Drop your comments below to win tiger coins.
And if you're already in either name — what's your entry and how are you thinking about sizing given the macro uncertainty?
Comments
That said, Coherent Corp. is a cleaner, more balanced play. Its broader exposure and better demand visibility make it more resilient if macro conditions turn volatile, while LITE remains the higher-beta, higher-upside bet.
Overall, I do think optical modules are becoming a structural theme for the next few years. Signals from Optical Fiber Communication Conference and memory pricing confirm that AI infrastructure demand is now fully translating into real deployment — and capital is just starting to rotate into this layer.

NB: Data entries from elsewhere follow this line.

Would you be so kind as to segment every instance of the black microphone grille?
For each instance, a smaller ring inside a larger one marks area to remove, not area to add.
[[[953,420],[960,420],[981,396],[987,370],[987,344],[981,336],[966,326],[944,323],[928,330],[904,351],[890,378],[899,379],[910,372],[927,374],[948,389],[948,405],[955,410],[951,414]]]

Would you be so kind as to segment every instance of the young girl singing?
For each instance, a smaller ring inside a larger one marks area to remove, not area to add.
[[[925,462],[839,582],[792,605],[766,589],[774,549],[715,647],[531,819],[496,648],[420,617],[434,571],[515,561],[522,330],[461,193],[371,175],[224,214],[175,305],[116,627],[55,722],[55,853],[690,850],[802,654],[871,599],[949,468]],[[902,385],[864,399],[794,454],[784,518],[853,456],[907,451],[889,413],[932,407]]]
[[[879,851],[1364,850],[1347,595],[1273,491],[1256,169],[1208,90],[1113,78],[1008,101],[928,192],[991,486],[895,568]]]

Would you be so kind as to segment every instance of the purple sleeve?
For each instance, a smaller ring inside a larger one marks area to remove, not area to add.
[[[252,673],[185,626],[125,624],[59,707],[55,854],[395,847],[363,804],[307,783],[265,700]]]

@TigerStars @Tiger_comments @TigerClub
LITE is often viewed as pure play for the next phase of optical networking. It is the clear market leader in Optical Circuit Switching.

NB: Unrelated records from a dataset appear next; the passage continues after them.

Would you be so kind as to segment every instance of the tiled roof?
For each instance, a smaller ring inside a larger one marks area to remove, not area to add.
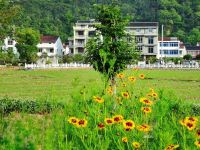
[[[130,22],[128,26],[158,26],[158,22]]]
[[[200,46],[186,46],[187,51],[200,51]]]
[[[162,41],[162,37],[159,37],[158,41]],[[163,41],[178,41],[178,38],[177,37],[163,37]]]
[[[48,36],[41,36],[41,43],[55,43],[58,39],[58,36],[51,36],[51,35],[48,35]]]

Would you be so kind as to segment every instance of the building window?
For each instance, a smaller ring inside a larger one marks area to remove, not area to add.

Lumentum's revenue grew 65% YoY in early 2026 & is projected to grow nearly 77% for the full year.
Coherent is the powerhouse of the industry, offering a massive vertically integrated manufacturing footprint.

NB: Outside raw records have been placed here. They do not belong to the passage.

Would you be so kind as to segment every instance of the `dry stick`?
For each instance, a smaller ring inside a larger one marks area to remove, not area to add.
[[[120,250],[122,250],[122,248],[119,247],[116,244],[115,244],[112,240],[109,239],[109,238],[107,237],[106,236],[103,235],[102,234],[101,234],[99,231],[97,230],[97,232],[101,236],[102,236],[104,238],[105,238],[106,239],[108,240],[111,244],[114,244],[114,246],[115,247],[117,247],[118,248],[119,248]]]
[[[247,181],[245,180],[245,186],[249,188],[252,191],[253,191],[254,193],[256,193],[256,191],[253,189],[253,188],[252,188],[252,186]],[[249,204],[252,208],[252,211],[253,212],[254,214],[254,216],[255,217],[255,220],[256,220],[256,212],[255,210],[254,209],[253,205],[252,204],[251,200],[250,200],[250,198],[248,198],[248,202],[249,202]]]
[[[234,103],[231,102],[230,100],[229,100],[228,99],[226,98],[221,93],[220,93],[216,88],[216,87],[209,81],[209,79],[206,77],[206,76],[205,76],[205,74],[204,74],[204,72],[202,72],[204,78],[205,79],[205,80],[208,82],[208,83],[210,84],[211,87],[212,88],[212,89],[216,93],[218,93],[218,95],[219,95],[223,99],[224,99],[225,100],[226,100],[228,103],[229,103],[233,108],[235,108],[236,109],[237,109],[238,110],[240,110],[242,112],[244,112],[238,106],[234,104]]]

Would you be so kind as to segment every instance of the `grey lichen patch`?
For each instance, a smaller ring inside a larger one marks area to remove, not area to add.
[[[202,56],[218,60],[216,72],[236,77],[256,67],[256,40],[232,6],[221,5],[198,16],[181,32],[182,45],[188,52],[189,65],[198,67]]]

COHR is more diversified with a large industrial laser segment that provides a cushion if AI specific demand ever plateaus.
COHR also trades at lower valuation that LITE.
I would choose COHR since I am looking for more durable long term returns. While LITE has a higher percentage growth, COHR's superior manufacturing scale of 6 inch wafers & huge backlog provide a more stable foundation.
@Tiger_comments @TigerStars @Tiger_SG
Optical modules have indeed become a structural investment theme for the next 2-3 years, mirroring the "High Bandwidth Memory" (HBM) narrative. Just as HBM became the critical bottleneck for GPU performance, 1.6T optical transceivers are now the essential "interconnect" bottleneck for scaling AI clusters. The supply chain dynamics are shifting from cyclical to structural because the physical limits of copper require a permanent transition to light-based data movement. With leading laser capacity sold out through 2027 and major players like Nvidia making multi-billion dollar prepayments to secure supply, optics are no longer a commodity but a strategic asset in the AI arms race.
Lumentum (LITE) is currently more "interesting" from a strategic standpoint. While Coherent offers stability through its diversified industrial base and Nvidia's Long-Term Agreement (LTA), LITE represents a concentrated bet on the next architectural evolution. Its massive backlog in Optical Circuit Switching (OCS) and the recent multi-year win for Co-packaged Optics (CPO) position it as the primary beneficiary of the industry's shift away from traditional pluggable modules toward integrated networking. For an investor looking for the "structural winner" of the next phase of AI infrastructure, LITE's pure-play exposure to these high-margin, next-gen technologies offers higher upside potential despite the volatility.